Federal prosecutors would charge Powers with seven misdemeanors related to the blazes—he set three, though only the second grew—including lighting a fire when prohibited by a Forest Service order and leaving a fire unattended. While Powers and his lawyers didn’t dispute the major facts of the case, they argued that he shouldn’t be held accountable, because had lit the fires as a last resort in a life-threatening emergency.

In her verdict, United States Magistrate Judge Camille D. Bibles disagreed. Powers, she wrote, “was reckless and negligent in his preparation for a hike of this magnitude from the outset.” He hadn’t packed a GPS device, paper map, or compass, instead relying on a cell phone mapping app that was useless without service. He had failed to bring a headlamp or flashlight, instead relying on his phone’s built-in light. While he had brought two large knives, he hadn’t brought a first-aid kit or any method of signaling for help in an emergency. He wasn’t, she said, even on the right trail: Instead of the 17-mile, moderate Cabin Loop, he was hiking the 18.8-mile Taylor Cabin Loop, a full 50 miles away, which his guidebook rated as strenuous.
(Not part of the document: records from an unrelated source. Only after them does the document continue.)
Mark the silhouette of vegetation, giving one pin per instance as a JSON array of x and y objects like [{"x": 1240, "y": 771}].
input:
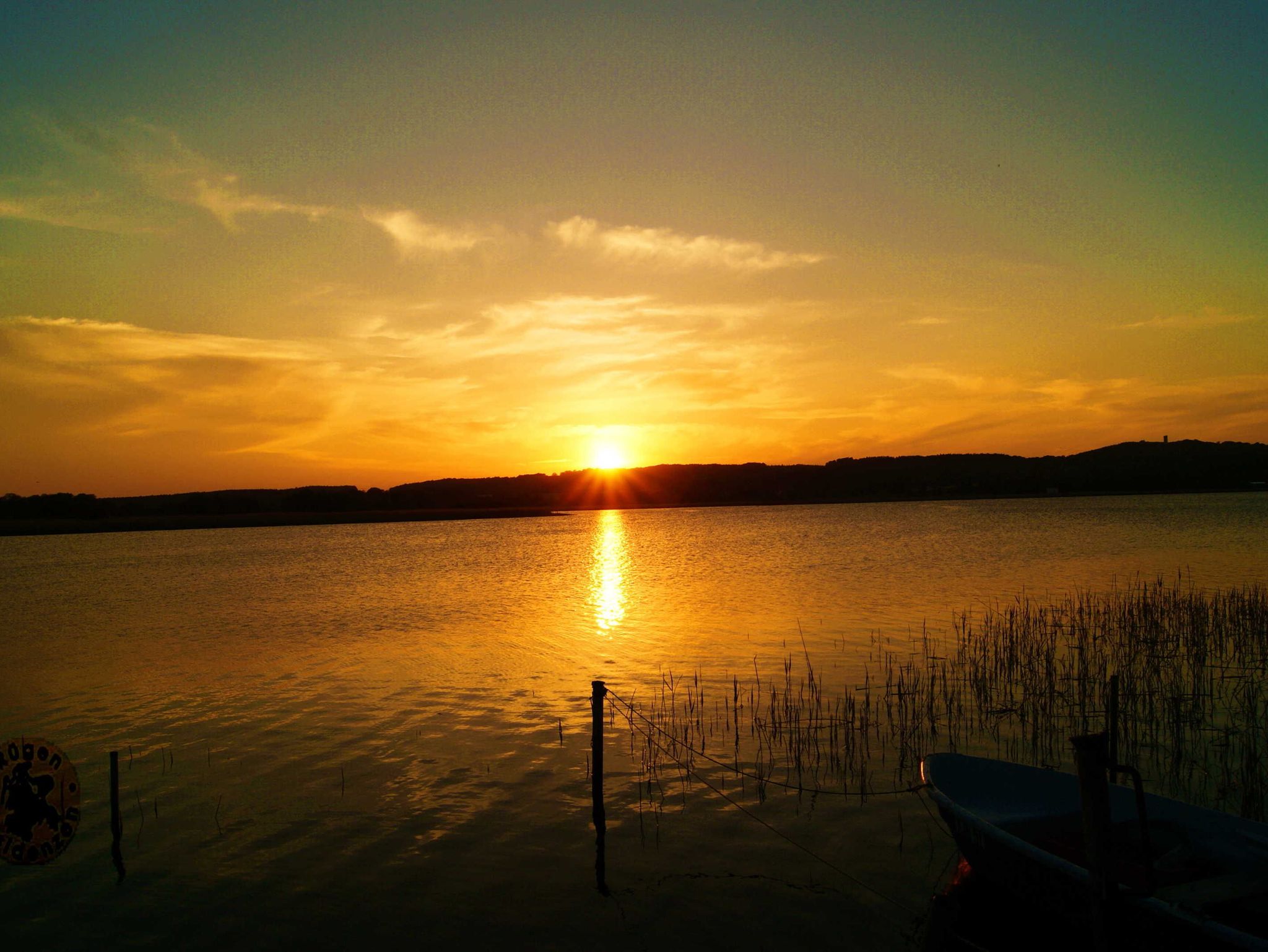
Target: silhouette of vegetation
[{"x": 1186, "y": 465}]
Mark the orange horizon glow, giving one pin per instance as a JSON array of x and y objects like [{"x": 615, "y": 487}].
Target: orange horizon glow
[{"x": 780, "y": 236}]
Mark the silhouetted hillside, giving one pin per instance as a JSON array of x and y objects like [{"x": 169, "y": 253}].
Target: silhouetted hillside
[{"x": 1187, "y": 465}]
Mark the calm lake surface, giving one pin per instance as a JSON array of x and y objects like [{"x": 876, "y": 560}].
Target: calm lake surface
[{"x": 339, "y": 734}]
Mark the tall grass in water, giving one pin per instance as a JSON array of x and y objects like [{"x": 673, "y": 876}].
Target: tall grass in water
[{"x": 1015, "y": 681}]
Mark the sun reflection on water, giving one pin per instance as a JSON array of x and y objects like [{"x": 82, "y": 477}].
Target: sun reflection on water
[{"x": 608, "y": 571}]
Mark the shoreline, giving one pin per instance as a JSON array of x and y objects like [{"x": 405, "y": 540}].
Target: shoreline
[
  {"x": 258, "y": 520},
  {"x": 253, "y": 520}
]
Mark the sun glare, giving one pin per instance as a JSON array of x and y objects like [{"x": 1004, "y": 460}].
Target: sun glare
[{"x": 605, "y": 456}]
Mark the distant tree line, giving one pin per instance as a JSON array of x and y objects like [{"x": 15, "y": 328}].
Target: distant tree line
[{"x": 1189, "y": 465}]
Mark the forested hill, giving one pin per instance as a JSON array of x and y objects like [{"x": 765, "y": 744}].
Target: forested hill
[{"x": 1187, "y": 465}]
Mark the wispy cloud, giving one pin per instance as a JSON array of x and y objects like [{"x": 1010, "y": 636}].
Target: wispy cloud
[
  {"x": 126, "y": 163},
  {"x": 414, "y": 236},
  {"x": 1202, "y": 320},
  {"x": 670, "y": 249}
]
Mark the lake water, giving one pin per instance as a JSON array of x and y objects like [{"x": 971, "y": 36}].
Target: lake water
[{"x": 334, "y": 735}]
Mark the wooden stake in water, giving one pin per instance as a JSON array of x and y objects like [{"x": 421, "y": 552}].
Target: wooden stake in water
[
  {"x": 596, "y": 780},
  {"x": 1092, "y": 759},
  {"x": 1113, "y": 727},
  {"x": 116, "y": 819}
]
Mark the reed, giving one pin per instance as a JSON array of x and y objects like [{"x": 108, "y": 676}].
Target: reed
[{"x": 1015, "y": 680}]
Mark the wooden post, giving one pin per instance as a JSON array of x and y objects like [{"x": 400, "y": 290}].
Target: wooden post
[
  {"x": 596, "y": 780},
  {"x": 116, "y": 819},
  {"x": 1092, "y": 758},
  {"x": 1113, "y": 727}
]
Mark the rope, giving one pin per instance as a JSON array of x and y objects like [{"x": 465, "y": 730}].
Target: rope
[
  {"x": 779, "y": 833},
  {"x": 753, "y": 776}
]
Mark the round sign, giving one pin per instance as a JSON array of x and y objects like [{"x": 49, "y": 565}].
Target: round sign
[{"x": 38, "y": 802}]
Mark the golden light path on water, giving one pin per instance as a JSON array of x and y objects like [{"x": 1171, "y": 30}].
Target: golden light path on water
[{"x": 609, "y": 565}]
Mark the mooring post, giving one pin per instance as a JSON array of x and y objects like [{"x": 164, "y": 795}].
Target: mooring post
[
  {"x": 1113, "y": 727},
  {"x": 116, "y": 819},
  {"x": 1092, "y": 758},
  {"x": 596, "y": 779}
]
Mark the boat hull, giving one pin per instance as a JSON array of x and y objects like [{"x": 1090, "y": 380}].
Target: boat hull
[{"x": 987, "y": 831}]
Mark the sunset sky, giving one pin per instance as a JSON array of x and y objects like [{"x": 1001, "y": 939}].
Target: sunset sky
[{"x": 267, "y": 245}]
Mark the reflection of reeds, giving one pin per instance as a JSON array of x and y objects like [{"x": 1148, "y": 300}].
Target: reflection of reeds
[{"x": 1016, "y": 682}]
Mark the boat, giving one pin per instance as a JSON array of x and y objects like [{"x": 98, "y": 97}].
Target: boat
[{"x": 1184, "y": 878}]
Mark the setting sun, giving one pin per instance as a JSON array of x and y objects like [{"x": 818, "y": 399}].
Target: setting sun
[{"x": 606, "y": 456}]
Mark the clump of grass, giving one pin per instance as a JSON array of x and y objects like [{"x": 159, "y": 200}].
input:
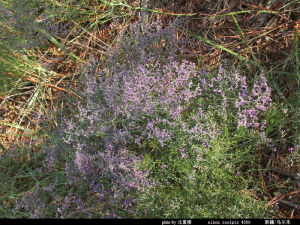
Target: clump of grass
[{"x": 151, "y": 137}]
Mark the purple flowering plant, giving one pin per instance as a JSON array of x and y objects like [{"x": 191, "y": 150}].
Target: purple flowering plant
[{"x": 147, "y": 121}]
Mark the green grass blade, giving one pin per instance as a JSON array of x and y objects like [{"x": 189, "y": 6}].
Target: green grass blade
[
  {"x": 217, "y": 46},
  {"x": 257, "y": 63}
]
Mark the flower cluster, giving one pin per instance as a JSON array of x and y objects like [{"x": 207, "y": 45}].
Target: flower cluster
[{"x": 147, "y": 93}]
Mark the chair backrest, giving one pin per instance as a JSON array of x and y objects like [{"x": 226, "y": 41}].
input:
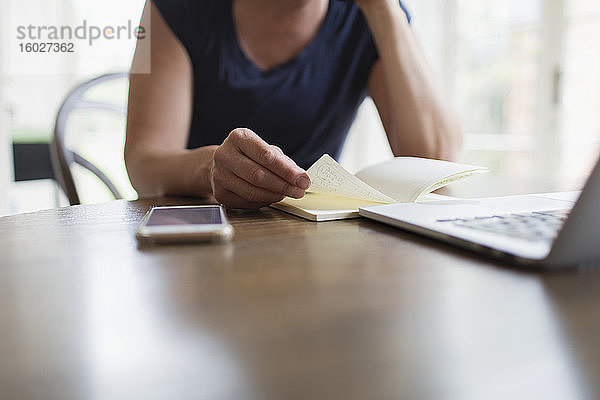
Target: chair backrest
[{"x": 64, "y": 158}]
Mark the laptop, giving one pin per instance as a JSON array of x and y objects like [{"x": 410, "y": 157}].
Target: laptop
[{"x": 549, "y": 230}]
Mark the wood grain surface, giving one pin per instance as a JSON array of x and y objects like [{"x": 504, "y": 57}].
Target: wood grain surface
[{"x": 289, "y": 309}]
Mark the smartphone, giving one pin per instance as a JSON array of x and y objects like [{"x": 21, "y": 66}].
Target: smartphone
[{"x": 184, "y": 224}]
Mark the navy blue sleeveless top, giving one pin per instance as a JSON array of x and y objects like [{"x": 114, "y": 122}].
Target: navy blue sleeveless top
[{"x": 305, "y": 106}]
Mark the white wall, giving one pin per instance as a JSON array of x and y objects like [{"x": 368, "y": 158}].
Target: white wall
[{"x": 5, "y": 154}]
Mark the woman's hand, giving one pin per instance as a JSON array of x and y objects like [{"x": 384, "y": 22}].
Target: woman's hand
[{"x": 249, "y": 173}]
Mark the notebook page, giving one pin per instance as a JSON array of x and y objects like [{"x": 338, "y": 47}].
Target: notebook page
[
  {"x": 406, "y": 179},
  {"x": 329, "y": 177}
]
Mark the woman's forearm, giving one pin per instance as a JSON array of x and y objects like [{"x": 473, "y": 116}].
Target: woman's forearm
[
  {"x": 155, "y": 172},
  {"x": 420, "y": 122}
]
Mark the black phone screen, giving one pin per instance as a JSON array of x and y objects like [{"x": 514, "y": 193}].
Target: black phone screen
[{"x": 185, "y": 216}]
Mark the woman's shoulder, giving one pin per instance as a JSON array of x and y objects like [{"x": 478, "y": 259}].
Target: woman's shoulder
[{"x": 191, "y": 20}]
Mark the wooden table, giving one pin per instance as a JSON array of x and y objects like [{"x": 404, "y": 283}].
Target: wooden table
[{"x": 289, "y": 309}]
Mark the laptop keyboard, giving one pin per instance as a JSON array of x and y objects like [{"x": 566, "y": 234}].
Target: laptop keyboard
[{"x": 537, "y": 225}]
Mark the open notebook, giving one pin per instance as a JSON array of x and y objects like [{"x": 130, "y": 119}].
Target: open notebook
[{"x": 337, "y": 194}]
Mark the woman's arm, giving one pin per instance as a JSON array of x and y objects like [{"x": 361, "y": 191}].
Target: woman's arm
[
  {"x": 159, "y": 115},
  {"x": 417, "y": 120},
  {"x": 243, "y": 171}
]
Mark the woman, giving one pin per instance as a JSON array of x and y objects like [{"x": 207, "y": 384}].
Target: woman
[{"x": 243, "y": 94}]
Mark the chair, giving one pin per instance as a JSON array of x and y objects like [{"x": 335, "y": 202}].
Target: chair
[{"x": 62, "y": 157}]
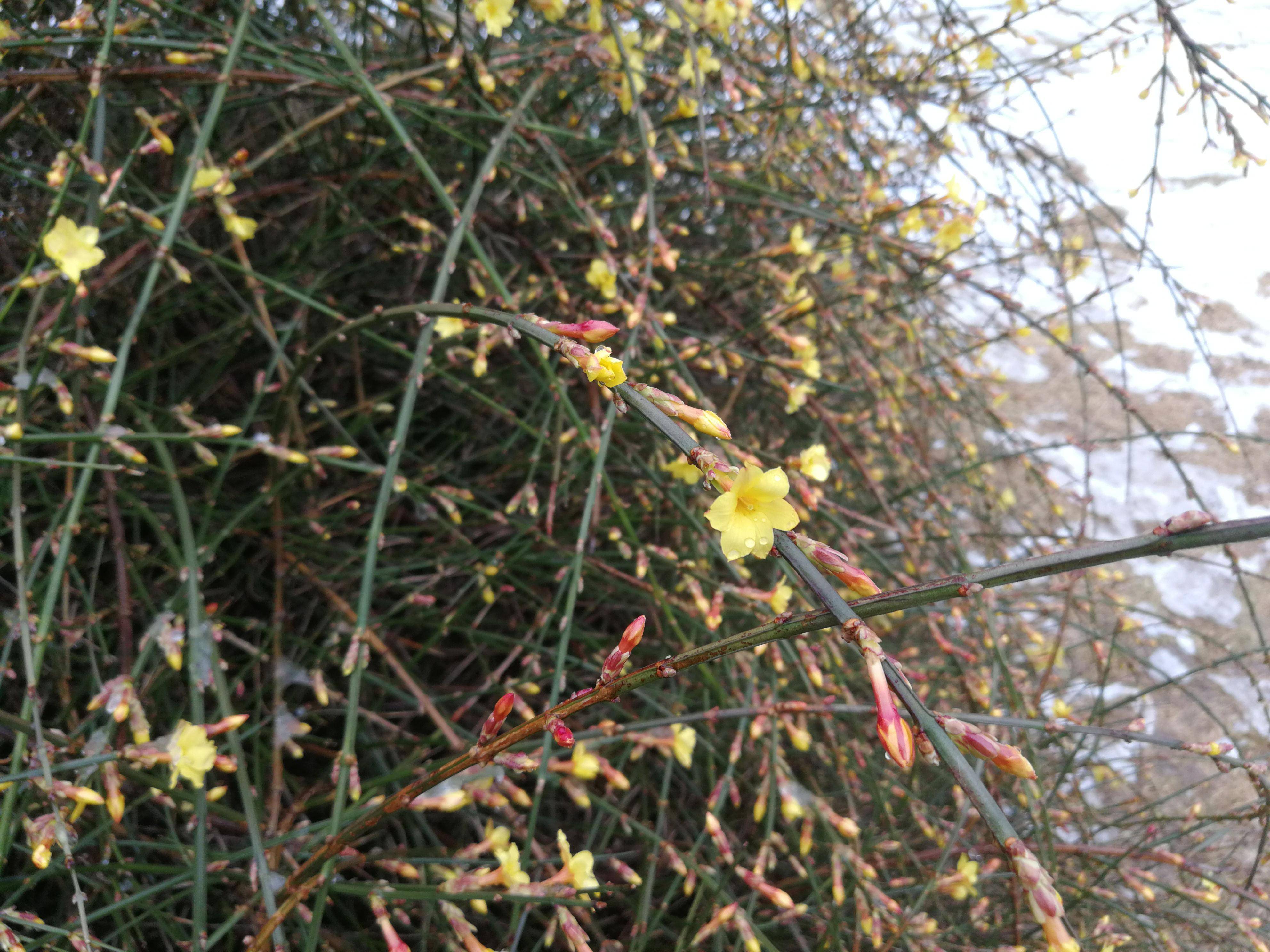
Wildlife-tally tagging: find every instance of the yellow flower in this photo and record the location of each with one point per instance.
(552, 11)
(682, 470)
(73, 248)
(799, 245)
(510, 866)
(496, 14)
(719, 14)
(586, 766)
(969, 873)
(685, 742)
(601, 278)
(798, 395)
(610, 372)
(450, 327)
(211, 176)
(705, 63)
(749, 512)
(815, 463)
(581, 866)
(780, 599)
(240, 226)
(191, 752)
(954, 234)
Critically, Bibles wrote, Powers hadn’t brought enough water. He carried a total of 116 fluid ounces, or just under a gallon, in a bladder and bottle in his pack. While boilerplate backpacking advice tells hikers to plan on using a gallon per person per day, hikers working hard in hot temperatures may require more than that: In his testimony, Dr. Jeff Hardin, who treated Powers, told the court that a person on an 18-mile hike in the heat would require two to three gallons of water—a whopping 16 to 25 pounds—to avoid dehydration.

When it comes to underpacking water, Powers isn’t alone: Some studies suggest that most hikers in hot climates don’t carry as much water as their bodies need. For a 2020 paper published in the International Journal of Environmental Research and Public Health, researchers from Arizona State University put heat-acclimated hikers through a time trial in both 68°F and 105°F temperatures, asking them to hike repeated laps up a mountain while measuring their performance and liquid intake. Based on their sweat rate, researchers found that 58 percent of hikers on the hot day didn’t bring enough liquid to replenish what they were losing. Most ended up dehydrated, losing an average of 1 percent of their body weight in liquid, some twice that.

Could Powers, dehydrated and weak in a remote area without any method of communication, have summoned help without being slapped with criminal charges? In her verdict, Bibles suggested that he could have avoided at least some of them, pointing to the case of Robert Launder. In 1984, Launder was camping at Mt. Lemmon near Tucson when he became lost. After clearing a five-to-ten-foot area on a rock ledge, Launder lit a signal fire, which a gust of wind soon spread. Despite Launder’s efforts to put it out, the blaze  became a wildfire. He received three years of probation before an appeals court reversed the verdict, ruling that he lacked criminal intent, and that while fire danger was significant, the Forest Service hadn’t banned campers from lighting fires.

Unlike Launder, Bibles said, Powers had taken no precautions to prevent the spread of his emergency fires: Instead of building them in the rock ring by Taylor Cabin, he purposely had lit one of them around a dead tree with the intent of setting it on fire, then continued walking down the trail while it was still ablaze. Beyond that, she said, he was also hiking in an area under stage 2 fire restrictions, where setting fires was illegal regardless of the circumstances.

It isn’t clear whether Powers intends to appeal the decision; by press time, he and his attorney had not responded to a request for comment.